This command is intended to provide general administrative tools required by the logdriver suite. Currently it supports these commands.

logdriver version

This will print out the version of logdriver that is installed, and the date it was compiled on.

[root]# logdriver version
logdriver version 2.0.0
Built at 2013-03-18T14:29:30-0400

logdriver classpath

This will print out a java classpath that contains everything needed to run any logdriver tool. This can be used if, for example, you would rather use a java command to run a tool than the hadoop jar command.

For example, these two command lines will both run the logmaintenance tool.

hadoop jar /usr/lib/logdriver/jar-with-dependencies/logdriver-with-dependencies.jar com.rim.logdriver.admin.LogMaintenance
java -cp `logdriver classpath` com.rim.logdriver.admin.LogMaintenance

But the second version may allow you to use other Java command line switches more easily.

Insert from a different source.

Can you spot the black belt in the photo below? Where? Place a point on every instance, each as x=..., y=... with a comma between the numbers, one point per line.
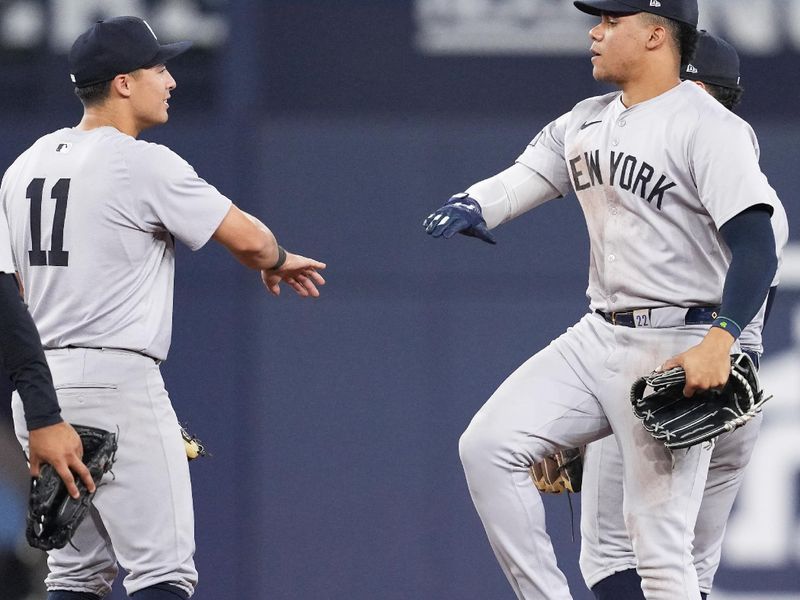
x=140, y=353
x=697, y=315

logdriver deploy-oozie-workflows

logdriver setup-logmaintenance

/usr/bin/hfind

A very small subset of the unix find tool, that works on HDFS.

Usage

/usr/bin/hfind [path]... [test]... [action]...

hfind will do a depth first search of each path, and apply, to each file and directory, all tests (in order) followed by all actions (in order), stopping when any test or action returns false.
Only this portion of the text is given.